Dosage compensation and meiotic sex chromosome inactivation are maintained in the absence of selection

Dosage compensation and meiotic sex chromosome inactivation (MSCI) are key mechanisms regulating gene expression from the X chromosome in male-heterogametic species. While the convergent evolution of these mechanisms is well-documented, their evolutionary fate under relaxed selection remains poorly understood. Here, we test whether dosage compensation and MSCI persist following three independent transitions to parthenogenesis in stick insects, where selection on male phenotypes is relaxed. Using rare males occasionally produced by parthenogenetic females, chromosome-level genome assemblies, RNA-seq from multiple tissues, and immunocytochemistry, we find that dosage compensation is fully conserved across all nine studied somatic tissues. This is even the case in the oldest, approximately 1.5 million years old all-female lineage, and for tissue-specific genes for which dosage variation is not expected to be very deleterious. Meiotic X inactivation in the germline is also conserved.

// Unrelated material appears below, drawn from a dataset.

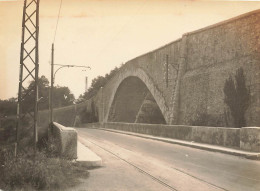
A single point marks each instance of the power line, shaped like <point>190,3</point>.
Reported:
<point>57,22</point>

Surprisingly however, expression data and cytological markers indicate that MSCI signatures are even stronger in parthenogenetic males, a pattern likely driven by prolonged autosomal transcription during meiosis. These results indicate that X-targeting dosage compensation and MSCI are highly stable over evolutionary time and may be maintained in all-female lineages by a combination of evolutionary constraint, pleiotropy, or very weak selection, whereas autosomal expression during meiosis shifts rapidly under relaxed selection.